If it weren't for over-thinking, I'd do no thinking at all!
Looking really great, giving me too many ideas, per usual!
If it weren't for over-thinking, I'd do no thinking at all!
I only mention this since you are doing such a neat wiring job you might care about doing it by the book. Your solder connections will likely be fine but according to ABYC standards you cannot use solder as the sole means of connection. You can crimp and then solder, but not just solder. The idea is that the soldered join will get brittle with the constant motion in a boat, so if you do solder after crimping you must support the joint.
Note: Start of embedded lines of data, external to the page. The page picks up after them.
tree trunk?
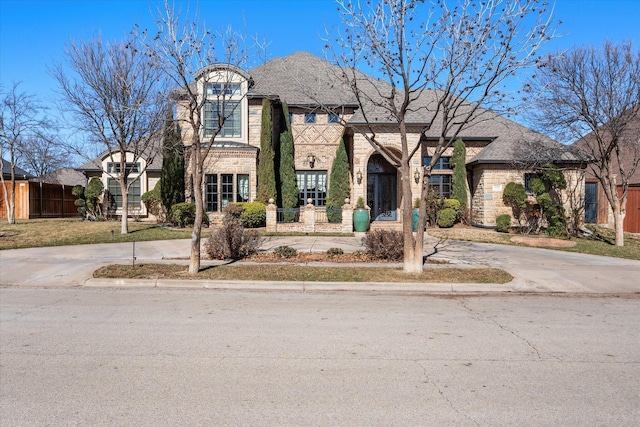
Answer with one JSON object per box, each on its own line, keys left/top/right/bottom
{"left": 8, "top": 177, "right": 17, "bottom": 224}
{"left": 400, "top": 162, "right": 422, "bottom": 273}
{"left": 613, "top": 210, "right": 625, "bottom": 247}
{"left": 188, "top": 146, "right": 202, "bottom": 274}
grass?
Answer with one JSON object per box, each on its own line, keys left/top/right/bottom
{"left": 94, "top": 263, "right": 514, "bottom": 284}
{"left": 0, "top": 218, "right": 195, "bottom": 250}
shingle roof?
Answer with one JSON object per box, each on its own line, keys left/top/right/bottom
{"left": 40, "top": 168, "right": 86, "bottom": 186}
{"left": 1, "top": 158, "right": 33, "bottom": 180}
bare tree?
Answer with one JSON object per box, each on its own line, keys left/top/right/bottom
{"left": 1, "top": 82, "right": 53, "bottom": 223}
{"left": 139, "top": 1, "right": 257, "bottom": 274}
{"left": 326, "top": 0, "right": 553, "bottom": 272}
{"left": 529, "top": 40, "right": 640, "bottom": 246}
{"left": 18, "top": 133, "right": 68, "bottom": 179}
{"left": 53, "top": 35, "right": 167, "bottom": 234}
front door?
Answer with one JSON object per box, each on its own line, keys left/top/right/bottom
{"left": 585, "top": 182, "right": 597, "bottom": 224}
{"left": 366, "top": 154, "right": 397, "bottom": 221}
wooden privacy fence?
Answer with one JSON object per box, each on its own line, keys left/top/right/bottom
{"left": 0, "top": 181, "right": 80, "bottom": 219}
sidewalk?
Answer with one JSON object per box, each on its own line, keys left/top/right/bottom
{"left": 2, "top": 235, "right": 640, "bottom": 294}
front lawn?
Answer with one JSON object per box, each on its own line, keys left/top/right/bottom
{"left": 94, "top": 263, "right": 514, "bottom": 284}
{"left": 0, "top": 218, "right": 194, "bottom": 250}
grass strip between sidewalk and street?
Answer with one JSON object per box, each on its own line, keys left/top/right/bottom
{"left": 94, "top": 263, "right": 513, "bottom": 284}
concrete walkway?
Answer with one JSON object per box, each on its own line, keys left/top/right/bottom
{"left": 1, "top": 235, "right": 639, "bottom": 294}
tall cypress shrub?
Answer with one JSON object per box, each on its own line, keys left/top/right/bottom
{"left": 257, "top": 99, "right": 276, "bottom": 203}
{"left": 326, "top": 138, "right": 350, "bottom": 223}
{"left": 160, "top": 116, "right": 185, "bottom": 219}
{"left": 451, "top": 138, "right": 468, "bottom": 219}
{"left": 279, "top": 103, "right": 298, "bottom": 221}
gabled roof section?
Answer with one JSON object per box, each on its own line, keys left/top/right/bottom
{"left": 467, "top": 113, "right": 587, "bottom": 164}
{"left": 76, "top": 134, "right": 163, "bottom": 172}
{"left": 1, "top": 158, "right": 34, "bottom": 180}
{"left": 248, "top": 52, "right": 357, "bottom": 107}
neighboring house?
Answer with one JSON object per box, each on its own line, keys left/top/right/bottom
{"left": 573, "top": 115, "right": 640, "bottom": 233}
{"left": 177, "top": 52, "right": 587, "bottom": 228}
{"left": 76, "top": 145, "right": 162, "bottom": 218}
{"left": 39, "top": 168, "right": 86, "bottom": 187}
{"left": 1, "top": 159, "right": 79, "bottom": 219}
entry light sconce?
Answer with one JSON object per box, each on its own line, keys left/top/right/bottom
{"left": 414, "top": 168, "right": 421, "bottom": 184}
{"left": 356, "top": 169, "right": 363, "bottom": 184}
{"left": 307, "top": 152, "right": 316, "bottom": 168}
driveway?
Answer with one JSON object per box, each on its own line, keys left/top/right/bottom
{"left": 1, "top": 236, "right": 639, "bottom": 293}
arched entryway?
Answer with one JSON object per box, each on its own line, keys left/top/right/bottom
{"left": 366, "top": 154, "right": 398, "bottom": 221}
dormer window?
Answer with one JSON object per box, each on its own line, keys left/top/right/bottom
{"left": 206, "top": 82, "right": 241, "bottom": 96}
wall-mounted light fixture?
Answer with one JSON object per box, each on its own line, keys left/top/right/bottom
{"left": 307, "top": 152, "right": 316, "bottom": 168}
{"left": 356, "top": 169, "right": 363, "bottom": 184}
{"left": 414, "top": 168, "right": 421, "bottom": 184}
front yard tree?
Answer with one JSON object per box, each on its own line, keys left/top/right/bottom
{"left": 451, "top": 139, "right": 468, "bottom": 220}
{"left": 279, "top": 103, "right": 298, "bottom": 220}
{"left": 331, "top": 0, "right": 553, "bottom": 272}
{"left": 140, "top": 1, "right": 255, "bottom": 274}
{"left": 53, "top": 35, "right": 166, "bottom": 234}
{"left": 0, "top": 82, "right": 53, "bottom": 224}
{"left": 160, "top": 114, "right": 185, "bottom": 219}
{"left": 257, "top": 98, "right": 276, "bottom": 203}
{"left": 529, "top": 40, "right": 640, "bottom": 246}
{"left": 326, "top": 138, "right": 350, "bottom": 222}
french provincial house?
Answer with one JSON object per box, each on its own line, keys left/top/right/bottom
{"left": 178, "top": 51, "right": 587, "bottom": 229}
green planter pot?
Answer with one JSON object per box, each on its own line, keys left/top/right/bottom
{"left": 412, "top": 209, "right": 419, "bottom": 232}
{"left": 353, "top": 209, "right": 370, "bottom": 232}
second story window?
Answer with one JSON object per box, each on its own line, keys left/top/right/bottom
{"left": 328, "top": 113, "right": 339, "bottom": 123}
{"left": 107, "top": 162, "right": 140, "bottom": 174}
{"left": 423, "top": 156, "right": 452, "bottom": 170}
{"left": 206, "top": 82, "right": 241, "bottom": 96}
{"left": 304, "top": 113, "right": 316, "bottom": 123}
{"left": 204, "top": 100, "right": 241, "bottom": 138}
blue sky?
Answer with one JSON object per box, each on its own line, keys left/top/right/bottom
{"left": 1, "top": 0, "right": 638, "bottom": 142}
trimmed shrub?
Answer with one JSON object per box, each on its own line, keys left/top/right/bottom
{"left": 362, "top": 229, "right": 403, "bottom": 261}
{"left": 274, "top": 245, "right": 297, "bottom": 258}
{"left": 170, "top": 202, "right": 209, "bottom": 228}
{"left": 171, "top": 203, "right": 195, "bottom": 227}
{"left": 443, "top": 198, "right": 461, "bottom": 212}
{"left": 236, "top": 201, "right": 266, "bottom": 228}
{"left": 327, "top": 138, "right": 350, "bottom": 223}
{"left": 496, "top": 214, "right": 512, "bottom": 233}
{"left": 141, "top": 182, "right": 164, "bottom": 220}
{"left": 326, "top": 247, "right": 344, "bottom": 258}
{"left": 205, "top": 223, "right": 262, "bottom": 260}
{"left": 437, "top": 208, "right": 457, "bottom": 228}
11.14.5.7 Solder shall not be the sole means of mechanical connection in any circuit. If soldered, the
connection shall be so located or supported as to minimize flexing of the conductor where the solder
changes the flexible conductor into a solid conductor.
EXCEPTION: Battery lugs with a solder contact length of not less than 1.5 times the diameter of the
conductor.
NOTE: When a stranded conductor is soldered, the soldered portion of the conductor becomes a
solid strand conductor, and flexing can cause the conductor to break at the end of the solder joint
unless adequate additional support is provided.
No problem, you'll probably want a crimper made for the insulated connectors if you are doing more than a few to prevent tearing the heat shrink. I see some of the connectors very similar to the ones I linked come with a crimper for a good price. I don't have personal experience with them having the ancor crimper, but it might be a good way to start if you don't want to spend a lot.
Most ratcheting crimpers will have a small toggle to release midway so you can realign. Normally I think the intent is that if it opens again you know the crimp was tight enough.